Friedrich-Ebert-Stiftung lädt zu einer Podiumsdiskussion zum Thema „Zukunft der Pflege in Sachsen-Anhalt“ nach Quedlinburg ein.

Quedlinburg. Dank des medizinischen Fortschritts steigt die Lebenserwartung der in Deutschland lebenden Menschen. Diese Entwicklung ist gut, hat aber auch zur Folge, dass in Zukunft mehr Fachkräfte in der Pflege benötigt werden. Damit steht die Pflegelandschaft Sachsen-Anhalts vor großen Herausforderungen: Allein innerhalb des Zeitraums von 2013 bis 2030 wird der Pflegebedarf um 36 % steigen. Es werden mehr qualifizierte Pflegekräfte benötigt, um diese Herausforderung meistern zu können.

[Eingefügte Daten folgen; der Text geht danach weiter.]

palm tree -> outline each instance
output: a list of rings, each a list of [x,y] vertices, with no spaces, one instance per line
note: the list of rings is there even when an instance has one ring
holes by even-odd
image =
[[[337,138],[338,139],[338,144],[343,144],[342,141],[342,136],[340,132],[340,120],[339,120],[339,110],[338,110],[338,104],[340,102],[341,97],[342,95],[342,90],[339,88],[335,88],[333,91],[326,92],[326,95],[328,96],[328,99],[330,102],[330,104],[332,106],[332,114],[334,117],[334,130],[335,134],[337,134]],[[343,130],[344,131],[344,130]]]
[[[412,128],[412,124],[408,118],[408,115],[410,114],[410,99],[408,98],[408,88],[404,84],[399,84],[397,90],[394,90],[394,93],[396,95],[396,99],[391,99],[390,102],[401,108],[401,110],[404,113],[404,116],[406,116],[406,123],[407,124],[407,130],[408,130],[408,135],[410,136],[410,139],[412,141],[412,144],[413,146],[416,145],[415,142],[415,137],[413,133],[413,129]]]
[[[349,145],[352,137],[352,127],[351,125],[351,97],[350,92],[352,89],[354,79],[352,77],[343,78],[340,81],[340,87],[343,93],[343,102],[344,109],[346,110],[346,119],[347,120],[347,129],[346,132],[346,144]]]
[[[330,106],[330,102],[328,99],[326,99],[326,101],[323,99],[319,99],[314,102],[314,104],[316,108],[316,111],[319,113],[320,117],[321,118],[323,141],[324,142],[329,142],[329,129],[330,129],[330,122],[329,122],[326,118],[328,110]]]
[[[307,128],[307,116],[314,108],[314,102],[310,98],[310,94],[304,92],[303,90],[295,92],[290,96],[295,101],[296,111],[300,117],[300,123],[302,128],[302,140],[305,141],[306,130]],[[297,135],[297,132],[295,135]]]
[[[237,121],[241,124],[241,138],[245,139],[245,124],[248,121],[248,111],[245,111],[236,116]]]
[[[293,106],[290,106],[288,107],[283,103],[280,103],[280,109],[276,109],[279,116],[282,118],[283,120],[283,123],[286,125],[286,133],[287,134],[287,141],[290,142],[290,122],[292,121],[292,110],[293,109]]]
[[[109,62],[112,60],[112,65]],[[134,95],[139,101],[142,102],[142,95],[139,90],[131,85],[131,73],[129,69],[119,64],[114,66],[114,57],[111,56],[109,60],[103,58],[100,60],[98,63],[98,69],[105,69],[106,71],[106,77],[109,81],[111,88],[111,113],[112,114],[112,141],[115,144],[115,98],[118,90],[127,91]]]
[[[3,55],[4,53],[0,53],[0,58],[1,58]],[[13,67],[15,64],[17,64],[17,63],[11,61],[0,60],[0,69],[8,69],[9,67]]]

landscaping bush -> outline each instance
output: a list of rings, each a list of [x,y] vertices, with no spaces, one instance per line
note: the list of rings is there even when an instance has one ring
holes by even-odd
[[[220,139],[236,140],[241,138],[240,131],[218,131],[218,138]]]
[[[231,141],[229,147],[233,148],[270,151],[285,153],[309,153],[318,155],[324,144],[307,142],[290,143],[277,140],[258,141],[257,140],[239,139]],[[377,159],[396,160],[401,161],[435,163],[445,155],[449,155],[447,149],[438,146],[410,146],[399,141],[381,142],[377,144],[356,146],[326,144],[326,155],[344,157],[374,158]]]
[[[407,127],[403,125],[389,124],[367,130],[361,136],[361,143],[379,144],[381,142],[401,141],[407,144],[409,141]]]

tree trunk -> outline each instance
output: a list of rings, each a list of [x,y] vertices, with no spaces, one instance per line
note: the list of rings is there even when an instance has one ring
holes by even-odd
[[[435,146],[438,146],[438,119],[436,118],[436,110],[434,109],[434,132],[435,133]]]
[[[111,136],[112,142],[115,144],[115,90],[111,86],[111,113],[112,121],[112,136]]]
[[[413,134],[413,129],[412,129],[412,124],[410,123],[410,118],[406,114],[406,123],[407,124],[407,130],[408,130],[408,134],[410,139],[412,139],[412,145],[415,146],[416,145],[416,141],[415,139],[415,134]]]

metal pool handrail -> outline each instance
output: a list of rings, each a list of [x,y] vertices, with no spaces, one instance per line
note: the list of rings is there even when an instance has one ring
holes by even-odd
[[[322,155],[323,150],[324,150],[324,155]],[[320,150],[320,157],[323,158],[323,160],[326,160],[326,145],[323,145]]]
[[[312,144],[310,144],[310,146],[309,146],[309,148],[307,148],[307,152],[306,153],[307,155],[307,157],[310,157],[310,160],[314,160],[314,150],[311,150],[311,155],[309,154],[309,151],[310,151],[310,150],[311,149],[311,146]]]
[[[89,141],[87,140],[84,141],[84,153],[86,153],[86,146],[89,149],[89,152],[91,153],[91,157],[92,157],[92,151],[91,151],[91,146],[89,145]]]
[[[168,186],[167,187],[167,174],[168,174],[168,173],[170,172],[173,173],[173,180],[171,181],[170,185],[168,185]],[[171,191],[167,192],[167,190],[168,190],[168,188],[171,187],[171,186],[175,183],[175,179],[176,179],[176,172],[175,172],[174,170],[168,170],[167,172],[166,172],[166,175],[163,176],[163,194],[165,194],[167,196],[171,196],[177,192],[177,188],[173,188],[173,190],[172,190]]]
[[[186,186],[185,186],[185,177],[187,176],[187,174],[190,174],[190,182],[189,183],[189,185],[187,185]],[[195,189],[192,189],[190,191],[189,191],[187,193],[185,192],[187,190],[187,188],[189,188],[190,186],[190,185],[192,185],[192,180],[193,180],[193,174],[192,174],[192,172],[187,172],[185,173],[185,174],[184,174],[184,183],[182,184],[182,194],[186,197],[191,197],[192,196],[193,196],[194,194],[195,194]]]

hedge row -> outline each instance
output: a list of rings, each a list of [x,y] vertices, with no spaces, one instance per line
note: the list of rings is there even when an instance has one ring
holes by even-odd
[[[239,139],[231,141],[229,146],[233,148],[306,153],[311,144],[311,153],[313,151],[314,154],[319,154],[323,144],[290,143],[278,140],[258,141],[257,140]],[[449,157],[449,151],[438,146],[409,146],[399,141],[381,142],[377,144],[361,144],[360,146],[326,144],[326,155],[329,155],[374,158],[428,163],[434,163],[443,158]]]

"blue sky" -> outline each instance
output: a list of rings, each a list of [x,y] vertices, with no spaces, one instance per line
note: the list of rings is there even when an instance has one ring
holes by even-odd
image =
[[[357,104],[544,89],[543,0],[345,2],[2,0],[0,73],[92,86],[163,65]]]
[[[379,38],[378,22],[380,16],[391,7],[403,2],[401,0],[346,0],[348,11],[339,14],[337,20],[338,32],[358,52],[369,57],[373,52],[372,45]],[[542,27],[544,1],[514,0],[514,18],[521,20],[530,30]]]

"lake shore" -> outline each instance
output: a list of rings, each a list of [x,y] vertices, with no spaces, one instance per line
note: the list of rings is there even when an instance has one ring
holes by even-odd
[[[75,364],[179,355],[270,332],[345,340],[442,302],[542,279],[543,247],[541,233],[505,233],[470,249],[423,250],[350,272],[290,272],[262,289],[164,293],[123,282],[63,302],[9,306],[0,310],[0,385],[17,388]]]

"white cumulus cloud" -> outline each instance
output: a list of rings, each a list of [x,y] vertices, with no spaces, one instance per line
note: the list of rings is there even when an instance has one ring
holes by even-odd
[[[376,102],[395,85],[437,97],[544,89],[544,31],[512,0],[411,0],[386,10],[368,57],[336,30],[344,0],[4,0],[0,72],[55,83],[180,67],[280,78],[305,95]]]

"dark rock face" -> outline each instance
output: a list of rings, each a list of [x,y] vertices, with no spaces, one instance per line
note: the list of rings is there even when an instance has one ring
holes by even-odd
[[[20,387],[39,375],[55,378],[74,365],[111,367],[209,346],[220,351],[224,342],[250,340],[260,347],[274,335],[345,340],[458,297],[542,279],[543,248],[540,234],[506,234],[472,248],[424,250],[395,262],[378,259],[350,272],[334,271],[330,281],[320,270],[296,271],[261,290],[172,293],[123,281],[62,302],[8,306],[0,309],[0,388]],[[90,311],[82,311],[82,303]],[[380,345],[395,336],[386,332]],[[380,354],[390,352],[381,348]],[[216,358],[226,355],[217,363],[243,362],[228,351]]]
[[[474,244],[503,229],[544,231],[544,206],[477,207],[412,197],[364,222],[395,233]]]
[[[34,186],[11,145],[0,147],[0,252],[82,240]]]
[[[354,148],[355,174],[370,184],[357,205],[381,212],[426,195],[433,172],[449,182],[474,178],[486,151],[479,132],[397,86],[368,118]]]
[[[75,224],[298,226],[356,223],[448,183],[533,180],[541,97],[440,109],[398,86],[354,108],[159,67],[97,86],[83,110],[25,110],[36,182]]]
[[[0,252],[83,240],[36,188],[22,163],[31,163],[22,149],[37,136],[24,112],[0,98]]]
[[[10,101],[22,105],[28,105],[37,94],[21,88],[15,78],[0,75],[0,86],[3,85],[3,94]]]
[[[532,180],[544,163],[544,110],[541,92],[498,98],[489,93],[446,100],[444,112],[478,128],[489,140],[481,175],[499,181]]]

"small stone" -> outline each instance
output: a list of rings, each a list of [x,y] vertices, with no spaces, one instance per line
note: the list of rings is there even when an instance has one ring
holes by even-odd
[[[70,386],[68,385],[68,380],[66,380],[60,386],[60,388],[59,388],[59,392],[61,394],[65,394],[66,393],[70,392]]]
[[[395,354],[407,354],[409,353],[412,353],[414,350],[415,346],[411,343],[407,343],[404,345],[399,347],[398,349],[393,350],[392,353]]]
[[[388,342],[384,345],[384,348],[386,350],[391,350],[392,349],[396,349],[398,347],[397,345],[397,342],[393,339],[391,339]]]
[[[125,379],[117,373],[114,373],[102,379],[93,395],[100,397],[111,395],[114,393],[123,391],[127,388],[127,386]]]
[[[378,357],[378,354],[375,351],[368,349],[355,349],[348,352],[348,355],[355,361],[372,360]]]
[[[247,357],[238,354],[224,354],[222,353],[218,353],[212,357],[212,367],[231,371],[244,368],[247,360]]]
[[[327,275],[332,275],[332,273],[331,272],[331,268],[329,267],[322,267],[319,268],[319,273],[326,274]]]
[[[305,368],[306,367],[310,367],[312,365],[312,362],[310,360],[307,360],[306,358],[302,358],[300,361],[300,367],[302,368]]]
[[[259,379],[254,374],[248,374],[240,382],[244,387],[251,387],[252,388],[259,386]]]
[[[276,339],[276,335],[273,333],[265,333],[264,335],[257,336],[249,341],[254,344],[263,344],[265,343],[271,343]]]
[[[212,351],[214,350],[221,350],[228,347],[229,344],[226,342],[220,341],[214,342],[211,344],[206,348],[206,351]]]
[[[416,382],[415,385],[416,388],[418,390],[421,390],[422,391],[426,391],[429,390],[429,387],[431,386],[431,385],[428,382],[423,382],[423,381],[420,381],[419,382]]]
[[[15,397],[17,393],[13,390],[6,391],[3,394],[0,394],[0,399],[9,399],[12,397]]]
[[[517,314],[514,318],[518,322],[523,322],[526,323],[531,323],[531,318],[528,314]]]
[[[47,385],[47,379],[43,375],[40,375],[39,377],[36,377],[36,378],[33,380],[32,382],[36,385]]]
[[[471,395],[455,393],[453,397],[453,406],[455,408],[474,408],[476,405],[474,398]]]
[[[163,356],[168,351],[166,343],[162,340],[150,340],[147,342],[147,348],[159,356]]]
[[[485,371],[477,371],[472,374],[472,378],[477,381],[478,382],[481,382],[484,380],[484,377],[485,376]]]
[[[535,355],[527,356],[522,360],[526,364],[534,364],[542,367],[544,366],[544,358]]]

Gleichzeitig geht die Bevölkerung des Landes bis zum Jahr 2030 um 12 % zurück und damit auch der Anteil der erwerbsfähigen Menschen.

Vor dem Hintergrund dieser Entwicklung stellt sich die Frage, woher die Fachkräfte kommen sollen. In Deutschland arbeitet die Hälfte der ausgebildeten Pflegekräfte in anderen Berufen. Die Arbeit muss durch bessere Bezahlung und gute Arbeitsbedingungen attraktiver werden. Parallel dazu steigen jedoch die Kosten für die Pflege. Um Geld für diesen Wandel bereitzustellen, ist es sinnvoll, die Pflegeversicherung auf den Prüfstand zu stellen. Welche Veränderungen in der Pflegeversicherung sind aus Sicht von Betroffenen und Fachleuten notwendig? Wie können Gehälter und Arbeitsbedingungen durch gemeinverbindliche Tarifverträge flächendeckend verbessert werden?

Antworten auf diese Fragen sollen in einer Gesprächsrunde am Donnerstag, 31. Mai 2018, von 18.00 – 20.00 Uhr, im Hotel Schlossmühle (Raum Großer Konvent), Kaiser-Otto-Straße 28-30, in Quedlinburg, unter der Leitung von Wolfgang Höffken, Landesbüros Sachsen-Anhalt der Friedrich-Ebert-Stiftung, diskutiert werden.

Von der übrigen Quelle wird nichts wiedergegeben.